This project produces a two recommender systems using both recommendation approaches: Collaborative Filtering & Content Based Approach.
Dataset: IMDB and Movielens: 28 million ratings, 280,000 reviewers, 54,000 movies, 45,000 movies tagged.
- Recommend.ipynb: Base models (item based and model based apprach in CF recomentations) - Pearson Cor and SVD.
- Preprocessing: Merging 3 datasets: ratings, movies, tags through movie ID, and it also cleans ratings per person, taking out outliers in ratings per person.
- Shortening: Ratings are weighted through percentiles based on total ratings per movie. This was done to scale movies with low number of reviews. Reviews went down from 28m to 14m.
- Train Embedding: Trains 32 embedding weights using Neural Networks. The weights are updated at each iteration such that the dot product of the two inputs (raterID and MovieID) approach the output (actual - mean rating).
- Visualize Embedding: Similarity metric used on the embeddings to predict movie recommendations.

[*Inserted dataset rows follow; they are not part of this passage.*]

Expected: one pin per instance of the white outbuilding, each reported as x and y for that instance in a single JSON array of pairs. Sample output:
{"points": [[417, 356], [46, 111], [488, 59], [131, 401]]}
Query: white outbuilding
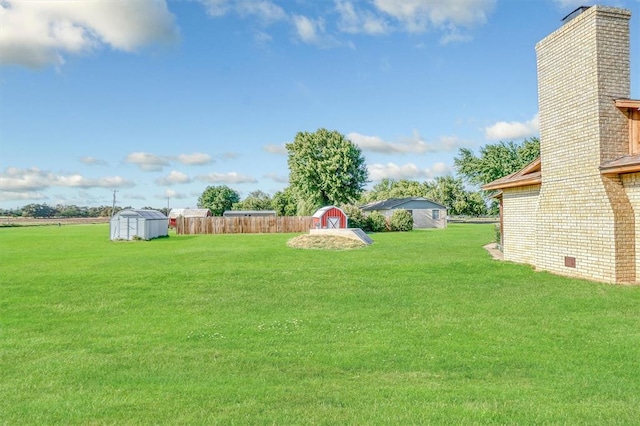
{"points": [[131, 224]]}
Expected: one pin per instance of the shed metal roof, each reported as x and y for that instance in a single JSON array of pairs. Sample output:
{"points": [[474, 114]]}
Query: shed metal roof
{"points": [[322, 210], [189, 213], [147, 214]]}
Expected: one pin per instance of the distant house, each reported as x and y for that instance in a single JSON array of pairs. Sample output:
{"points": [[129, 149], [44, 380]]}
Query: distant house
{"points": [[426, 213], [249, 213], [175, 213], [133, 224], [329, 217]]}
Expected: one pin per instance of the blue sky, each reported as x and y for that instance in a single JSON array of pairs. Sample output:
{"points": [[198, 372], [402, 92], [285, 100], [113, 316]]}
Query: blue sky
{"points": [[158, 100]]}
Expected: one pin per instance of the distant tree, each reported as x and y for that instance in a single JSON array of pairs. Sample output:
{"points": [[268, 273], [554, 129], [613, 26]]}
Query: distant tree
{"points": [[38, 210], [218, 199], [450, 192], [390, 188], [72, 211], [256, 200], [285, 203], [356, 217], [377, 222], [495, 160], [325, 168], [401, 221]]}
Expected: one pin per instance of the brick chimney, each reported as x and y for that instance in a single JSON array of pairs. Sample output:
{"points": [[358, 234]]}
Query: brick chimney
{"points": [[585, 220]]}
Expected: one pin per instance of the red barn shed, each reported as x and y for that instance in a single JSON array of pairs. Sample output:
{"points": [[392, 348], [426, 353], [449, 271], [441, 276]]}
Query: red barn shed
{"points": [[329, 217]]}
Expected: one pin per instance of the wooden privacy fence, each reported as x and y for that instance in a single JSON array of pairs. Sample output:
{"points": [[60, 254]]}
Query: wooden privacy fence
{"points": [[242, 225]]}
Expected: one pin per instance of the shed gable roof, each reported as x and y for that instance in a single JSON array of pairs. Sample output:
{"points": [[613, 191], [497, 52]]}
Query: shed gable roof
{"points": [[147, 214]]}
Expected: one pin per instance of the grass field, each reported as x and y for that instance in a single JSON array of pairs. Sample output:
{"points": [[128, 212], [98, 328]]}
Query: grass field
{"points": [[419, 328]]}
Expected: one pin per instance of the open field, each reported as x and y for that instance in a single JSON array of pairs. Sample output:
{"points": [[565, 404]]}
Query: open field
{"points": [[419, 328], [32, 221]]}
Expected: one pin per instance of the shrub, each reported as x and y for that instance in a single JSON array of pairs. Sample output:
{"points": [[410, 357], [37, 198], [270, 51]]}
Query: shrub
{"points": [[357, 219], [401, 220], [377, 222]]}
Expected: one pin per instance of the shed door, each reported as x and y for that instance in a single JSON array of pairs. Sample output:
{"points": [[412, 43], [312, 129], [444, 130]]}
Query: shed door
{"points": [[333, 222], [128, 227]]}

- content_genre_tags: Content Based recommender using genres, tags, and review datasets. Genres and tags are a list of words for each movie. Text preprocessing, bigram, and 1% top uncommon words are filtered out. TFIDF was used to create a BOW for the movies. Identity Matrix and Cosine Similarity were used to find recommendations, and results are sorted by similarity and weighted rating.
There is also a very nice Flask App with a lot of features and attractive design.